El poder Judicial
Cuando los revolucionarios franceses se alzaron contra el Antiguo Régimen a finales del S. XVIII, entre otras muchas cosas, buscaban la separación de poderes (legislativo, ejecutivo y judicial); poderes que hasta ese momento habían ostentado con todo tipo de lujos y perversiones los diferentes monarcas absolutos que venían reinando en Francia (o, para el caso, en todos los Estados de este continente nuestro).
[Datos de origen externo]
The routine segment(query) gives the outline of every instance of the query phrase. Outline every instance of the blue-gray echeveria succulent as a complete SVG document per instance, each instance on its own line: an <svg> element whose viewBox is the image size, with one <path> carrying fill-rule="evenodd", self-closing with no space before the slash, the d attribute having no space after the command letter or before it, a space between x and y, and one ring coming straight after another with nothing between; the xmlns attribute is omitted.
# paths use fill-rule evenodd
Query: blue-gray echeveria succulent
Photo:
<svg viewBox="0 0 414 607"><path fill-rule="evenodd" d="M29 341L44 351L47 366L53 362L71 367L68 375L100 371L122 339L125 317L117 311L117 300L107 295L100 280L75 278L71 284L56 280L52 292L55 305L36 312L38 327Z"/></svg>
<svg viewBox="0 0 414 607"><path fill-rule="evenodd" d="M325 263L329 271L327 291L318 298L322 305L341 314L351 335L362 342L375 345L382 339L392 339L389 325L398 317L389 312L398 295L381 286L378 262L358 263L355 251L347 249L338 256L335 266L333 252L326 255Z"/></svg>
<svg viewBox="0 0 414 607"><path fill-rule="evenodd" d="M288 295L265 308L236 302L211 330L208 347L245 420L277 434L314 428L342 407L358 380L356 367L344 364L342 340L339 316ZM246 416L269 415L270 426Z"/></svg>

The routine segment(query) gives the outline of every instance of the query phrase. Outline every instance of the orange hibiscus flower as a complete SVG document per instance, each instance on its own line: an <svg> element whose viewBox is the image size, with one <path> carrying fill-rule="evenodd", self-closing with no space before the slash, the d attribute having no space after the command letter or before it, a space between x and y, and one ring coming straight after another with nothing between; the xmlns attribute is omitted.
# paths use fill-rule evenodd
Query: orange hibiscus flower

Muy en resumen, pues tampoco pretendo dar lecciones en teoría política, la separación de poderes propugna que cada cual haga lo suyo y vigile lo que hacen los demás. Así, el poder legislativo crea las leyes y vigila al poder ejecutivo; el poder ejecutivo implementa las leyes, gestiona el país y pone en jaque al ejecutivo; el poder judicial juzga de acuerdo a las leyes y controla a los otros dos. En nuestro país estos poderes están representados: el primero, por las Cortes Generales, compuestas del Congreso de los Diputados y Senado (bicameral, por tanto, para que la discusión política se pueda realizar sosegada y reposadamente); el segundo, por el Gobierno; y el tercero y último, el judicial, por el Consejo General del Poder Judicial, como cabeza visible de la planta judicial, cuyo Presidente es, además, Presidente del Tribunal Supremo (supremo, porque no lo hay más alto, pues el Tribunal Constitucional no está dentro de los tribunales “ordinarios”).
Lo curioso del asunto es que, siempre, en la enumeración de los poderes, el judicial va el último, no sé muy bien si por inercia, costumbre o tendencia inconsciente a relegarlo.
Sin embargo, por mucho que la situación actual me lleve a pensar, frecuentemente, que el poder judicial es el hermano pequeño, enclenque, feo, deforme y, a veces, algo retrasado, me niego a aceptarlo.
Pero, ¿por qué pienso esto si, para más inri, me dedico con devoción, y un poco de arte diría yo, a esto del Derecho? Pues, aunque parezca mentira, porque me dedico al Derecho. Vayamos a los hechos.
La Justicia (y la mayúscula no es una falta de ortografía) es lenta, cuando no debiera. Parece ser que decía Horacio que “la Justicia, aunque anda cojeando, rara vez deja de alcanzar al criminal”. Pero ver a la pobre Justicia cegada por la venda, cargada con la balanza, coja y arrastrando la espada… como que da un poco de pena. Pena que nos entra todos los días cuando al entrar en la oficina de un juzgado (uno cualquiera, elige el que prefieras) sorteas cientos de expedientes (estanterías) abarrotadas de suelo a techo, mesas en las que no se escribe, se archiva, con torres de expedientes que te impiden ver al funcionario y que te recuerdan la manida frase “del peso de la ley” , sillas en las que ya no se sienta nadie por estar perpetuamente ocupadas por expedientes y, finalmente, el suelo , con aún más expedientes); pena que nos embarga cuando a un cliente te ves en la obligación de decirle que su juicio está previsto para 2017, 2018 ó 2019; pena, en fin, que parte el alma cuando llegado el día del juicio, toca aplazarlo por las circunstancias .
Pero, cuando llevas un tiempo dedicado a la profesión, dejas la pena atrás y te entra la rabia: rabia por la falta de medios; rabia por la falta de jueces; rabia por la impotencia, que se acrecienta cada vez que alguien salta con una nueva ocurrencia.
Por si todo esto no fuera poco, el viernes pasado amanecimos con la convocatoria de la oposición para la Carrera Judicial y Fiscal en el BOE, padrenuestro de las reformas de cada día. Recién horneada y fresca, la convocatoria pretende solucionar el colapso de la justicia con 65 nuevos jueces y 35 nuevos fiscales, y eso que había quien vaticinaba que iban a ser 300. Solo en lo que va de año se han convocado más puestos de libre designación que plazas para funcionarios…
Y aún así, estando la cosa mal y pintando peor, mantengo la ilusión, y espero no ser el único, de que un día de estos el hermano pequeño y feo de todos los poderes resulte que no era más que un cisne entre patos y, como en el cuento, alce el vuelo más alto que el resto.